Leda knew already, from having lived here, that Mr. Hicks Beach had bought the expensive Williamstrip Park a few years before her marriage; had himself married a wealthy heiress who brought him a tidy sum and the adopted surname Beach; and had sired two sons and two daughters to be brought up in the English manner. He was a man who had done all in the usual style and was climbing his way steadily to a position of influence without the dramatics of family deaths, bouts of madness, and questionable heirs popping up unannounced. It was clear he was taking Leda’s case with extreme suspicion.
Eight years earlier, Mrs. Hicks Beach had not called upon the new Mrs. Bertram Toplady, not even a card felicitating their marriage. Leda suspected Bertram had done something untoward, like proposition a married lady, and she had cut him from her acquaintance because of it.
“And the death is due to accidental causes. The coroner at Snettisham confirms this.” The magistrate scanned another piece of parchment, remnant of another inquest, short and brief, conducted under the watchful eyes of all the families of standing the Smithdon Hundred, who were curious about the excitement this foreigner, Leda Wroth, had brought into their quiet lives.

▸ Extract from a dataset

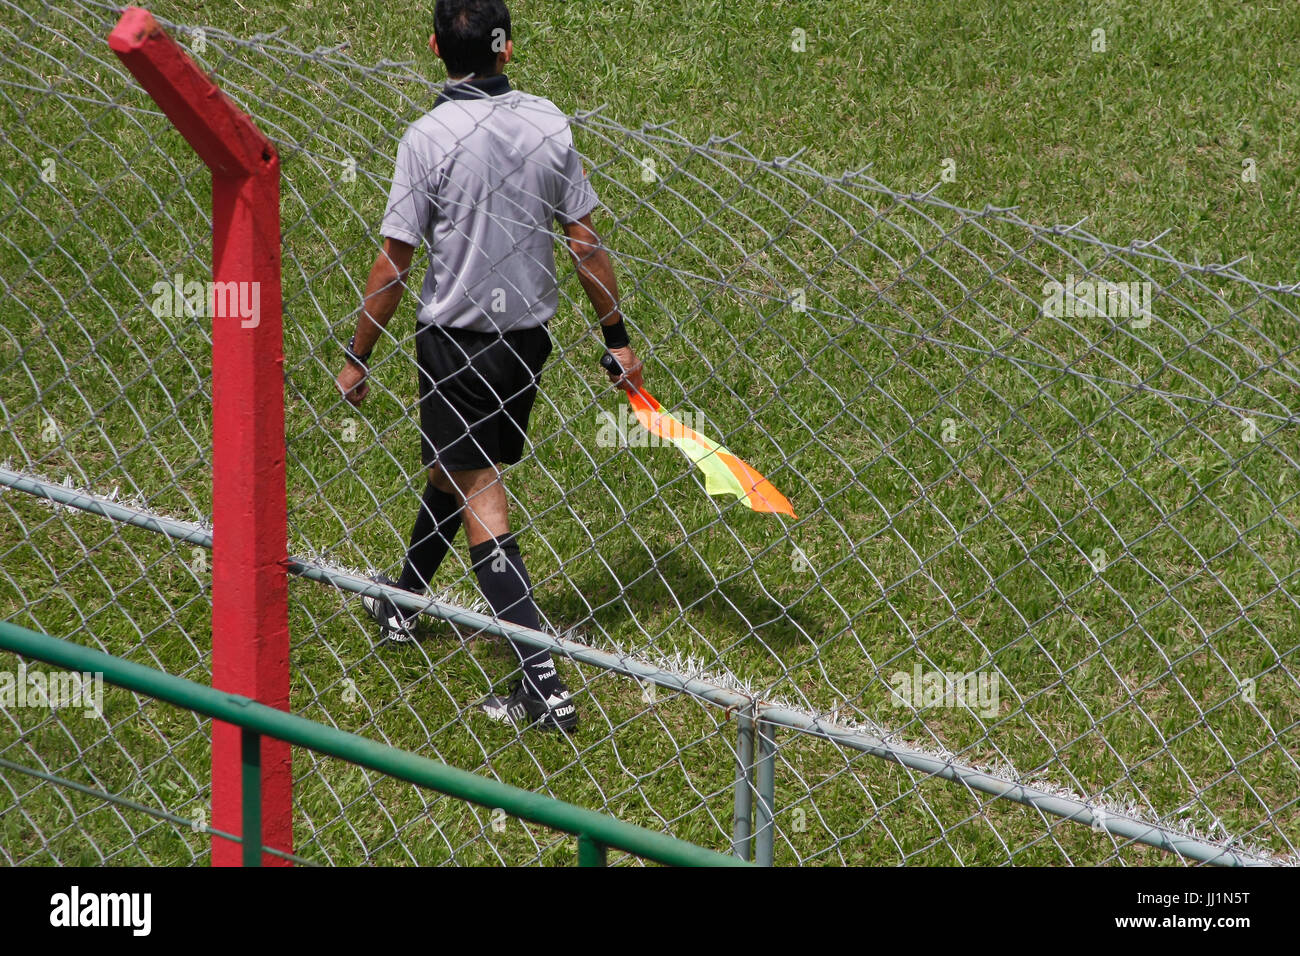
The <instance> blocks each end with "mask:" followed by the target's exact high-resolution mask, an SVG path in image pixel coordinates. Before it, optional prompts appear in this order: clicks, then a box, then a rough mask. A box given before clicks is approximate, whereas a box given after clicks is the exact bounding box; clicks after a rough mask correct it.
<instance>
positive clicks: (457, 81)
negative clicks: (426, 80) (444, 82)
mask: <svg viewBox="0 0 1300 956" xmlns="http://www.w3.org/2000/svg"><path fill="white" fill-rule="evenodd" d="M510 90H511V86H510V77H507V75H506V74H504V73H495V74H493V75H490V77H473V78H472V79H448V81H447V82H446V83H445V85H443V87H442V92H439V94H438V99H437V100H434V103H433V105H434V107H438V105H441V104H443V103H447V101H448V100H481V99H482V98H485V96H500V95H502V94H503V92H510Z"/></svg>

Mr. Hicks Beach peered at Leda over his spectacles. She straightened her back.
She had worn the primmest of her old gowns, a simple robe in the nightgown fashion in a soft dove gray. She would be eager to get rid of the thing as soon as her new gowns arrived. May could wear it marketing and preen like a hawfinch in it.
The maid currently sat in the back of the room with Jack, who had insisted on attending the hearing, and the girls, whohad insisted on coming as well. May was enjoying her turn as traveling nurse and governess, while Grace despite her growing belly had taken the position of lady’s maid, as the rank of a baron’s wife required one. Henry had come as groom, leaving Mrs. Leech to set up her feet and direct the hall boy and little scullery maid to such tasks as needed attending at Holme Hall while the family was away.

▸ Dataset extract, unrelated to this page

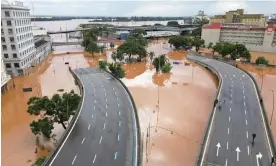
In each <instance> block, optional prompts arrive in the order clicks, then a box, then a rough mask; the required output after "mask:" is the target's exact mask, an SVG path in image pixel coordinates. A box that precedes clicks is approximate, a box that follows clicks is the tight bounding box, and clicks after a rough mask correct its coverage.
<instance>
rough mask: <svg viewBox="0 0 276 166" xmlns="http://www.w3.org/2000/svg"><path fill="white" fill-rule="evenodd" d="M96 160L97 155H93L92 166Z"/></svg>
mask: <svg viewBox="0 0 276 166" xmlns="http://www.w3.org/2000/svg"><path fill="white" fill-rule="evenodd" d="M96 158H97V155H96V154H95V156H94V159H93V164H94V163H95V161H96Z"/></svg>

Leda’s sister sat in the back of the room as well. Leda had not yet ascertained what Emilia thought of all this, but when she learned of the proceedings that would reinstate Leda’s standing in the neighborhood or condemn her again to the asylum, she insisted on coming from Chippenham.

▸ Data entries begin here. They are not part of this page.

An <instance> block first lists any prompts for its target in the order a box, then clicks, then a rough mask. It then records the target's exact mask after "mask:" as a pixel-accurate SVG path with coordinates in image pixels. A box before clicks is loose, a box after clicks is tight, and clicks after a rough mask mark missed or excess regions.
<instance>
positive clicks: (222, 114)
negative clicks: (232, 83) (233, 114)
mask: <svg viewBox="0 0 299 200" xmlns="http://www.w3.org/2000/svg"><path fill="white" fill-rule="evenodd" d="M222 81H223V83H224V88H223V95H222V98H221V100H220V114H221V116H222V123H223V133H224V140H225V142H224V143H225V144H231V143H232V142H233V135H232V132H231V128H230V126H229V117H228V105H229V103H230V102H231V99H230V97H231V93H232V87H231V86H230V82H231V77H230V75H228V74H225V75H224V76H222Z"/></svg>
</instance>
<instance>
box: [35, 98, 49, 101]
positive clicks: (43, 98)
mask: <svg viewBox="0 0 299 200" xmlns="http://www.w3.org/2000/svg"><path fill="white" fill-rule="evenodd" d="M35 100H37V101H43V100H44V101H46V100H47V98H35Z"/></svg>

Her parents, in Cheltenham, had not sent a note.
“And the deceased has no surviving issue. His nearest family would be…”
“My son, your worship. Ives Toplady.”
Emilia flinched.
“Ah, yes, Master Ives.” The magistrate turned his gaze to where Ives sat between Bestey and Mrs. Blake. Ives, too, straightened his back, and Leda bit her lip in fear. He looked so small and brave, his hair flattened with Jack’s pomade, new clothes for his appearance in court. He had Bertram’s hair, Bertram’s heavy jaw, and what threatened to become, in a few years, Bertram’s nose. She would swear, in the month since she’d seen him, he’d grown taller, his face filling out.
“Yet there is no record of the boy’s birth or baptism in the parish registry. This is the boy you were believed to have…” The magistrate shifted his gaze over the women and children assembled. “Erm.”
“My husband’s servants hid the boy after his birth, your worship, a task with which I assisted. I had reason to believe that Eustace meant the boy harm. He admitted as much to me.”
As there was no possibility of questioning Eustace, the magistrate could only take her word for what it was worth. “And Mr. Toplady—Eustace—admitted to causing the death of Mr. Toplady—Bertram. Your husband.”
“Eustace told me he had killed Bertram, yes. He had drugged me with laudanum so I could not interfere, but when I woke too early, he feared I would accuse him and so put the knife in my hand to make it appear that I had—well.”